We talk about anthropogenic climate change in human-centric terms: the planet is getting warmer very quickly relative to the historical baseline of 1800 CE. But heat just means energy. A plane flying from Taipei to Los Angeles got some kinetic energy from the warmer Pacific waters this week:
China Airlines Flight 5116 rocketed to a speed of 1,329 km/h as it bolted eastward across the Pacific Ocean on Thursday, potentially breaking informal records for passenger travel. The commercial flight, which departed from Taipei, landed more than an hour early in Los Angeles, propelled by exceptionally strong tailwinds.
A roaring Pacific jet stream, supercharged by the El Niño climate pattern and moving at more than 400 km/h, gave the flight a boost.
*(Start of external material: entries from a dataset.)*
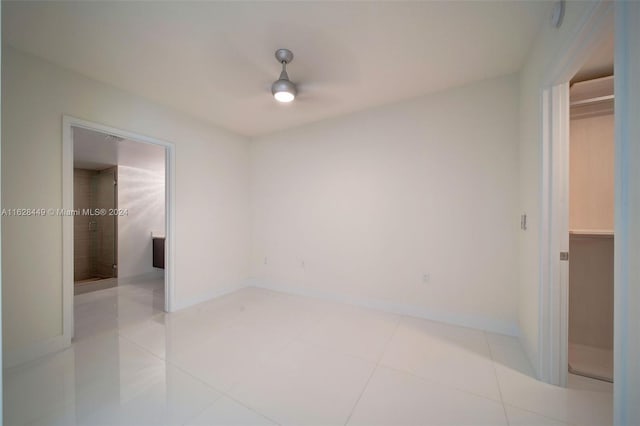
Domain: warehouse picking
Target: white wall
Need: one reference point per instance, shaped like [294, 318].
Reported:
[141, 194]
[372, 201]
[627, 210]
[550, 43]
[212, 194]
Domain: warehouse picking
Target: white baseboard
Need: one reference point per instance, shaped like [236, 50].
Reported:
[13, 358]
[468, 321]
[153, 275]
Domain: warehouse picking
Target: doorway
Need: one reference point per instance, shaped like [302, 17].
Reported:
[119, 188]
[591, 222]
[585, 50]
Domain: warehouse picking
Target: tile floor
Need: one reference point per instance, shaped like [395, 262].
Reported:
[257, 357]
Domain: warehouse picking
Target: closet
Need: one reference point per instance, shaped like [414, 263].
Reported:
[591, 224]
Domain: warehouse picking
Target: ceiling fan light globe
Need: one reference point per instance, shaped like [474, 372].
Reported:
[284, 90]
[284, 96]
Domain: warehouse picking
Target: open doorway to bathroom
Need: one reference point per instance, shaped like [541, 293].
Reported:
[120, 223]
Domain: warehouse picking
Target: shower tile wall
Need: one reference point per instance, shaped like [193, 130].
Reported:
[106, 225]
[94, 236]
[83, 253]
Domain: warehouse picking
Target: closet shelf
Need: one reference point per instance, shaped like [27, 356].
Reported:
[592, 232]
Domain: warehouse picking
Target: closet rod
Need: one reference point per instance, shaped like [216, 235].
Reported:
[592, 100]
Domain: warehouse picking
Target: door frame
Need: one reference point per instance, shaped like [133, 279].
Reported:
[68, 122]
[553, 344]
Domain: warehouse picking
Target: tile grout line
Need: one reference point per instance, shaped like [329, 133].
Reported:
[373, 371]
[221, 392]
[495, 373]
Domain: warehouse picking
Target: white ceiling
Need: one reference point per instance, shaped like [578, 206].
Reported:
[97, 151]
[214, 60]
[600, 62]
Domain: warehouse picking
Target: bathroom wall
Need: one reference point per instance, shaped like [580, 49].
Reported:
[141, 192]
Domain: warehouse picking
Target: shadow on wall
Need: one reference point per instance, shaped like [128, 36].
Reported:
[141, 201]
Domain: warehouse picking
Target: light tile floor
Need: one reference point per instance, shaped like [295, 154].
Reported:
[256, 357]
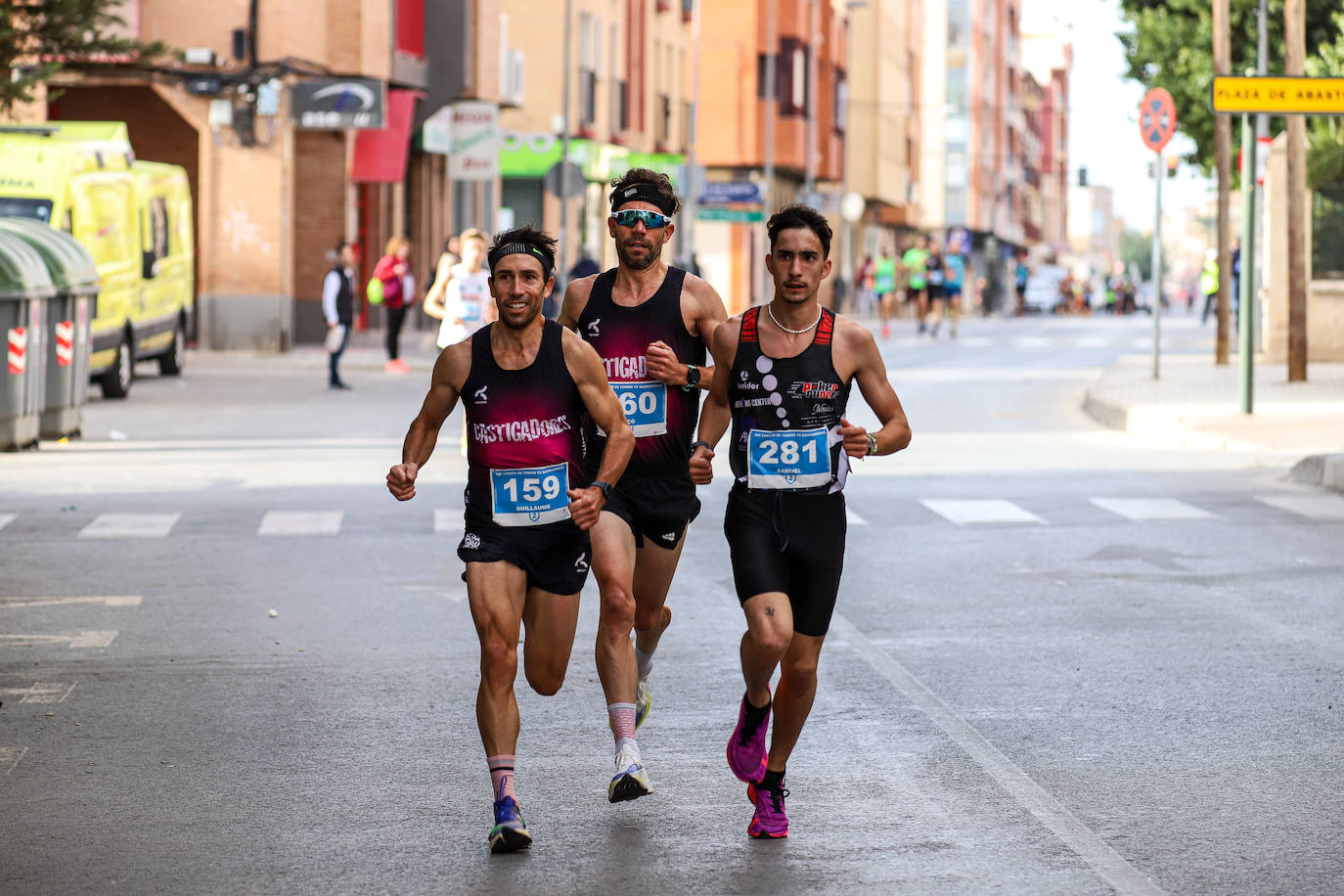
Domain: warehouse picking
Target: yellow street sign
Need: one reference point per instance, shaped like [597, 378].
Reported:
[1279, 96]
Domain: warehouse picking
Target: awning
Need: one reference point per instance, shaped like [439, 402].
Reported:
[381, 155]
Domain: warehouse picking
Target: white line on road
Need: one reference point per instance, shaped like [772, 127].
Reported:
[1143, 510]
[1316, 507]
[10, 758]
[284, 522]
[7, 604]
[42, 692]
[1109, 864]
[130, 525]
[448, 520]
[79, 640]
[973, 511]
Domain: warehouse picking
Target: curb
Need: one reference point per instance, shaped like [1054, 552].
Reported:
[1324, 470]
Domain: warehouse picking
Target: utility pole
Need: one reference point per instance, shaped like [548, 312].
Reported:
[1224, 157]
[1294, 22]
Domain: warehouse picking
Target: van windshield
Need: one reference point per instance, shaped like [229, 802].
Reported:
[35, 208]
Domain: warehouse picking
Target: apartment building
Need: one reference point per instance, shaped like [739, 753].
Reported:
[298, 124]
[766, 148]
[628, 78]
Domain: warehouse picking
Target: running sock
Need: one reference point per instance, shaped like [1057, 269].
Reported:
[643, 659]
[502, 776]
[754, 715]
[621, 715]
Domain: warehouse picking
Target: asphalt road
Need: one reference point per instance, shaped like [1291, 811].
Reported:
[1064, 661]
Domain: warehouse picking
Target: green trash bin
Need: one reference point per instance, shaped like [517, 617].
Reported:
[65, 323]
[24, 289]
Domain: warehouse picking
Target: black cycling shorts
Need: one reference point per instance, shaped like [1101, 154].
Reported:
[654, 507]
[790, 543]
[556, 557]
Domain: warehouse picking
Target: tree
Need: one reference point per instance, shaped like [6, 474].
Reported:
[38, 38]
[1170, 45]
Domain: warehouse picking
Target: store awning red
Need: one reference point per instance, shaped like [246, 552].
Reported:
[381, 155]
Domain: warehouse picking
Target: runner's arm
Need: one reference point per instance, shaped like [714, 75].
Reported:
[715, 414]
[449, 374]
[872, 375]
[605, 409]
[575, 299]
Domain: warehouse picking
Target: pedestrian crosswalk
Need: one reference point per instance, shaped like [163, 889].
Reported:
[862, 511]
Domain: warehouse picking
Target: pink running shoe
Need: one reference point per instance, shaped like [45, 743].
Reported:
[746, 749]
[769, 821]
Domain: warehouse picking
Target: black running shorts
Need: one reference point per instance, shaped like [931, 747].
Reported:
[789, 543]
[556, 557]
[654, 507]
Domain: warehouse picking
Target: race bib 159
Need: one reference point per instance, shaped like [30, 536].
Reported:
[530, 496]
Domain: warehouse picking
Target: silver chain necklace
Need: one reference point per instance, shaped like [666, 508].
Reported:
[770, 312]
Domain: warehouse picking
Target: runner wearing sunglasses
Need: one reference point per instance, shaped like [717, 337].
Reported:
[650, 324]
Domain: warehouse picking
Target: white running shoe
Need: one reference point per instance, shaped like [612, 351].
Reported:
[631, 781]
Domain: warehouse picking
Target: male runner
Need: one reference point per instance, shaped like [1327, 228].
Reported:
[650, 324]
[786, 375]
[525, 384]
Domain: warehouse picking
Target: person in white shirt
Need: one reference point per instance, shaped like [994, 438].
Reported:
[461, 295]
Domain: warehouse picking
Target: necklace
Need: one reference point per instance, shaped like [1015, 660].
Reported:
[770, 312]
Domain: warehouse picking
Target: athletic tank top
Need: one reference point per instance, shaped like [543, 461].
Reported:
[663, 417]
[524, 434]
[466, 295]
[786, 414]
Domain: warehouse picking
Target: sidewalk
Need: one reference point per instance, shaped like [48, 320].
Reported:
[1197, 405]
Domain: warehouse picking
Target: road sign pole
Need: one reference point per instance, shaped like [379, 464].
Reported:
[1157, 266]
[1246, 319]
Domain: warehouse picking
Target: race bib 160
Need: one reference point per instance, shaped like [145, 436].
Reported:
[531, 496]
[787, 458]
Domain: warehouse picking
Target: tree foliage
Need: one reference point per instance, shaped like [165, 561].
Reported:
[38, 38]
[1171, 45]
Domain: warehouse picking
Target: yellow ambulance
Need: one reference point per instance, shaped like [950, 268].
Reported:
[135, 219]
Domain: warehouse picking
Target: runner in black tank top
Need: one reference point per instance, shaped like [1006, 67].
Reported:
[790, 366]
[650, 323]
[525, 383]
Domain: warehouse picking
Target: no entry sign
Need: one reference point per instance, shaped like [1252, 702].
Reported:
[1156, 118]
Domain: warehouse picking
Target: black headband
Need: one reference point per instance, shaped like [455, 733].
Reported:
[525, 248]
[644, 194]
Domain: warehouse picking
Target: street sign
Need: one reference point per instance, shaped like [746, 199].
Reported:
[1156, 118]
[1278, 96]
[726, 193]
[734, 215]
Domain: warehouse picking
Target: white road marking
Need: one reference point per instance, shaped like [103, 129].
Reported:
[970, 511]
[42, 692]
[79, 640]
[1143, 510]
[1107, 864]
[6, 604]
[130, 525]
[10, 758]
[448, 520]
[284, 522]
[1315, 507]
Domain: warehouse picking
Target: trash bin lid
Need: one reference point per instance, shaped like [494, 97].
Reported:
[67, 261]
[22, 272]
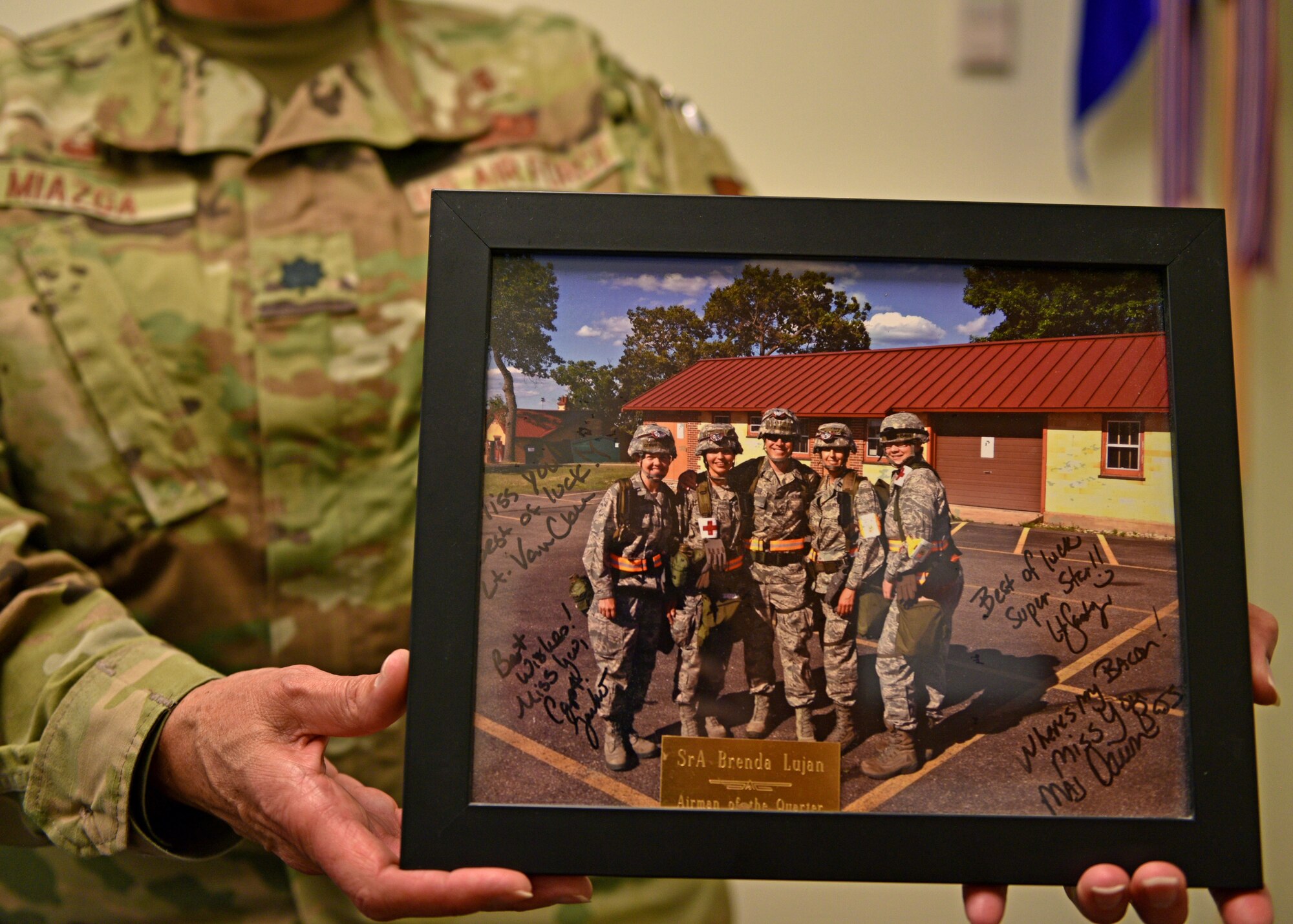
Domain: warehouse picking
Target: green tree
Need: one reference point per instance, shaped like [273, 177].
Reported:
[664, 342]
[1065, 302]
[766, 311]
[523, 311]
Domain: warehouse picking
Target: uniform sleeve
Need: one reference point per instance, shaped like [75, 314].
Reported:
[83, 691]
[599, 539]
[917, 504]
[668, 144]
[871, 537]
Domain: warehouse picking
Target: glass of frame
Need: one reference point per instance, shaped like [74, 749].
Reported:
[1071, 523]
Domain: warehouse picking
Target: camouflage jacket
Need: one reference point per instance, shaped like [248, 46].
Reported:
[651, 532]
[848, 524]
[211, 315]
[919, 522]
[731, 523]
[780, 513]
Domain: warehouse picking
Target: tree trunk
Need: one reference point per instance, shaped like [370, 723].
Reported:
[510, 416]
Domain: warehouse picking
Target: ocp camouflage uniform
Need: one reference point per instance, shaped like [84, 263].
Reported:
[782, 518]
[701, 669]
[211, 336]
[846, 532]
[634, 572]
[920, 500]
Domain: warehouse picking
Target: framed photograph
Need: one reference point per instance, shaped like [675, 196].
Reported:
[758, 537]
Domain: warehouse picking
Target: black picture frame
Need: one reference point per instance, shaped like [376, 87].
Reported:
[1219, 846]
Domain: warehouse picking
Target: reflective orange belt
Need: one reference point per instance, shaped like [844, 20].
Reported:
[778, 545]
[637, 566]
[942, 545]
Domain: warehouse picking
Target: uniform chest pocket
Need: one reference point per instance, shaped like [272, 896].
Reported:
[122, 377]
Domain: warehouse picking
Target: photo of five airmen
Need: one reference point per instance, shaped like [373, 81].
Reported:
[769, 553]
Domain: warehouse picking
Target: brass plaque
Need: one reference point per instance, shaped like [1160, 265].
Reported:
[748, 774]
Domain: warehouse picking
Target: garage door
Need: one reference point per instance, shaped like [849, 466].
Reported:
[991, 460]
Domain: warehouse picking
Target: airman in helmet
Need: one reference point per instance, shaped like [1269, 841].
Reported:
[848, 549]
[717, 606]
[780, 488]
[630, 541]
[924, 580]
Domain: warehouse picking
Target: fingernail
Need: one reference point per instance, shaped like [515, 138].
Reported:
[1162, 892]
[1107, 897]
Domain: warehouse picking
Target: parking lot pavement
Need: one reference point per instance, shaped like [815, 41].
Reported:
[1065, 680]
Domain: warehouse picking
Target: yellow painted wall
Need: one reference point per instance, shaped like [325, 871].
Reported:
[1076, 491]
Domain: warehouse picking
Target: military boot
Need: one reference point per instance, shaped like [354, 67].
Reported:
[758, 724]
[897, 757]
[845, 730]
[804, 724]
[643, 747]
[687, 718]
[614, 748]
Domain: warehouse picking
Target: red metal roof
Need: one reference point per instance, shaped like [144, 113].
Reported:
[1110, 373]
[533, 424]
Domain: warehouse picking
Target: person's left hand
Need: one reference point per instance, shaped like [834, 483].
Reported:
[1158, 889]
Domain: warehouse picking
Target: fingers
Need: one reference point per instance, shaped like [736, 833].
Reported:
[312, 702]
[1159, 893]
[1245, 907]
[1102, 893]
[985, 903]
[1264, 632]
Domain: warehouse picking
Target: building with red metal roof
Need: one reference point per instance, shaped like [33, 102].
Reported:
[1073, 431]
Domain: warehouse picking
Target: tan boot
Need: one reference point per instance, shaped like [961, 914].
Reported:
[614, 748]
[897, 757]
[804, 724]
[845, 730]
[643, 747]
[687, 718]
[758, 724]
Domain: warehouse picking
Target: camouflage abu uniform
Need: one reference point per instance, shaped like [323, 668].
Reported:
[632, 568]
[846, 533]
[779, 545]
[914, 646]
[701, 668]
[211, 314]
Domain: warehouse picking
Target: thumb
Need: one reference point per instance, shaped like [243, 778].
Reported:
[320, 703]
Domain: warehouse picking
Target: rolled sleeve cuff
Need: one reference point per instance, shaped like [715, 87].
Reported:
[90, 752]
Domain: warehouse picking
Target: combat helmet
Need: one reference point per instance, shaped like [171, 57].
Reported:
[652, 438]
[904, 427]
[714, 438]
[779, 422]
[835, 436]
China Airlines 5116 flew its route of 11,593 km in just 10 hours 18 minutes, which rounds to an average speed of 1,126 km/h! That’s including takeoff, landing and all the slower points in the journey. (Working against the jet stream, an average westbound flight from Los Angeles to Taipei is usually scheduled for 14 hours 40 minutes.)
That wasn't the only record: Washington DC hit 27°C on Friday, the warmest temperature ever observed there in January.
Unfortunately the same hemispheric weather system making planes go fast and giving the East Coast June-like weather has kept most of the central US in thick fog:
Since Tuesday, record amounts of fog have blanketed the Lower 48 states, lowering visibility, disrupting flights, causing vehicle accidents and even delaying schools.
On Thursday morning, dense fog advisories affected nearly a third of the United States population (more than 100 million people) and parts of 27 states. These advisories covered the entirety of Iowa, Missouri, Louisiana, Mississippi, Illinois, Indiana and Tennessee and portions of many other states from Texas to New York.
Advection fog is the cause. Unlike radiation fog, which typically forms overnight when skies are clear and winds are calm in the spring and fall, advection fog develops when warm, moist air is transported over a layer of cold air near the ground.
Tuesday, Wednesday and Thursday mornings set records for the number of dense fog advisories nationally, according to Daryl Herzmann, a systems analyst who manages a weather hazard database at Iowa State University. Each day surpassed the record set the day before. The fog advisory database dates back to January 2005.
I can confirm it is still foggy in Chicago:
Update: This is all quite a change from 10 years ago today, when the polar vortex visited Chicago with -31°C wind chills.